Blame God.
Didn’t an incompetent Texas governor named George W. Bush say that God told him to run for president?
But I believe it was a former mail order guru named Karl Rove who whispered such sweet delusions into Bush’s ears.
Surely God would not leave an oft-blessed America with, in the words of the January Harper’s magazine, a $10 trillion hangover, $10.35 trillion and rising to be exact.
Over the eight years of his reign those hateful French have a word for most everything Bush touched – merde.
The list is legion:
* A preemptive war against Iraq before the Taliban and Al Qaeda had been cleared out of Afghanistan. As one writer cogently labeled the Bush foreign policy, “you become a democracy tomorrow or we bomb the s..t out of you.”
* Cutting taxes on the upper 1 percent of Americans when funds were needed to fight two wars and provide for growing needs at home.
* Privatizing Social Security.
* The use of torture—waterboarding, foreign renditions—in violation of the Geneva Conventions.
* Ignoring and weakening environmental laws.
* Underfunding the No Child Left Behind Law.
Finally, the Bush borrow-and-spend policy has approached the reckoning point. Those trillion-dollar chits soon may come home to roost, landing in the lap of President-elect Barack Obama.

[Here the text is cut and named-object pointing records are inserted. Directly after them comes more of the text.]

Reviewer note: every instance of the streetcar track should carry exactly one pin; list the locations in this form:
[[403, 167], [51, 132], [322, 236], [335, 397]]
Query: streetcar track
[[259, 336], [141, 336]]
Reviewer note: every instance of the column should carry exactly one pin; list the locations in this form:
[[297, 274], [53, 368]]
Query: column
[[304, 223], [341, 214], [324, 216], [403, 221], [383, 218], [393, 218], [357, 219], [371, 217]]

Ben S. Bernanke, while a Princeton economist in March 2005, coined a theory to explain the growing tendency of Americans to borrow from foreigners, particularly the Chinese. The problem, he said, according to New York Times writer Mark Landler, was not that Americans spend too much but that foreigners save too much.
By piling up excess savings the Chinese could lend the U.S. money at low rates, underwriting American consumption.
Bernanke, appointed Fed chairman in 2006, acknowledged the colossal credit cycle could not last forever, but in a global economy it could take years, even a decade, to work itself out, he believed.
That’s before the market crash followed on the heels of the home subprime mortgage scandal.
Nearly every component of the U.S. economy has deteriorated in the eight years since Bush took office, say the co-authors of “The $10 Trillion Hangover” in Harper’s.
Linda J. Blaines is a lecturer in public finance at Harvard University’s Kennedy School and a former assistant secretary for administration, management and budget in the U.S. Department of Commerce.
The co-author is Joseph E. Stiglitz, a University Professor of Economics at Columbia University and winner of the 2001 Nobel Prize in Economics.
They note that nearly 4 million U.S. manufacturing jobs have disappeared. Assuming those jobs were held by bread winners consisting of two spouses and two children, multiply by four.
“As bad as things are, though,” they write, “this is just the beginning. The Bush administration not only has depressed the economy and racked up unprecedented debt; it also has made expensive new commitments to the Medicare Part D prescription drug program, to disability compensation and education benefits for veterans, to replenishing the military equipment consumed in the wars in Iraq and Afghanistan, and simply to paying interest on the debt itself.”
And remember that little war that Bush said Iraqi oil revenues would pay for?
Blaines and Stiglitz say the final price of the Iraqi war is expected to reach at least $3 trillion. Moreover, they write, the “cost of providing medical care and disability benefits may eventually exceed even the cost of combat operations.”
Who’s to blame for electing the worst U.S. president ever? MM (not Marilyn Monroe, but Mainstream Media share part of the blame).
Remember how dull and stiff Vice President Al Gore was depicted in 2000 and what a good ol’ boy Bush was, a guy you’d like to have a beer with.
The New Yorker magazine wrote that Gore spoke in punctuated paragraphs. Bush, in Molly Ivins’ words, used English as a second language.
You get what corporate America and Wall Street paid for, folks.